The official Senate briefing was less informative.
“It was like pulling teeth to get information yesterday,” Graham said of the meeting with Clinton and other administration officials. “A lot of senators were frustrated. And you pick up major newspapers in the country and you find details not shared with you.”
The Wall Street Journal published a similarly detailed account of the attack.
“We were told nothing. We were told absolutely nothing,” said Sen. John McCain (R-Ariz.), ranking Republican on the Armed Services Panel.
McCain said the details lawmakers sought were in The Times and The Journal.
“If that isn’t an incredible disrespect to the members of the United States Senate, I don’t know what is,” he said. “It’s an example of the disdain with which this body is held by the administration, including, I’m sorry to say, the secretary of state.”
“She didn’t talk about anything,” McCain said of Clinton in a subsequent interview.
Senators asked Clinton about the sequence of events during the Benghazi attack. She and other officials declined to provide any specifics, citing an ongoing investigation.
Director of National Intelligence James Clapper and Deputy Secretary of Defense Ashton Carter also attended the briefing.
Republicans have grown increasingly frustrated with the Obama administration’s cozy relationship with the press.
Some think the media has given Obama favorable coverage.
Sen. Ron Johnson (R-Wis.) said the media’s intense coverage of Mitt Romney’s controversial remarks about 47 percent of the nation depending on government handouts had distracted from the central issue of the election: the economy.
“The problem is the media coverage of it. Obviously the campaign wants to talk about the real issues,” he said of the comment, which has dominated press coverage this week. “It will be an issue as long as the media makes it one.

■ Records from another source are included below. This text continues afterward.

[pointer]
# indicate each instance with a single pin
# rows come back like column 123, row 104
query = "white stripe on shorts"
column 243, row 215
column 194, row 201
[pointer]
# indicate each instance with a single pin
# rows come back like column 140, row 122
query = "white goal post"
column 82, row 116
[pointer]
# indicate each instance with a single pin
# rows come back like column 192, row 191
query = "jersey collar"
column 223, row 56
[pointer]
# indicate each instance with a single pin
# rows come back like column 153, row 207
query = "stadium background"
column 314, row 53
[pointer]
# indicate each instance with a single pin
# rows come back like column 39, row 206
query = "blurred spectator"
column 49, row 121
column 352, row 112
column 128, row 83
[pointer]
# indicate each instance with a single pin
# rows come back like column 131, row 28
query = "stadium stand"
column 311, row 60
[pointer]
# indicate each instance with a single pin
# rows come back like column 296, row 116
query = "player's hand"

“I’m starting to think that there might be a little bit of a media bias,” he quipped.
Sen. Roger Wicker (R-Miss.) said the media has helped Obama by not focusing enough on the nation’s sluggish economy and $16 trillion debt.
“The president of the United States is doing everything he can to change the subject from that real central issue of our faltering economy and yes, the mainstream media is out there playing trivial pursuit and talking about everything that is not important and that is a distraction,” Wicker said on the Senate floor Friday.
Republicans led by McCain have complained loudly this year that Obama’s senior advisors have tried to generate favorable stories by leaking classified information to reporters.
In June, McCain called for a special counsel to investigate national security leaks to The New York Times and The Washington Post.
McCain has voiced concern over stories detailing President Obama’s approval of a kill list of suspected terrorists and the role of U.S. and Israeli intelligence agencies in a cyber attack against Iran.
Correction: Christopher Stevens name was incorrectly spelled in a previous version. The Hill regrets the error.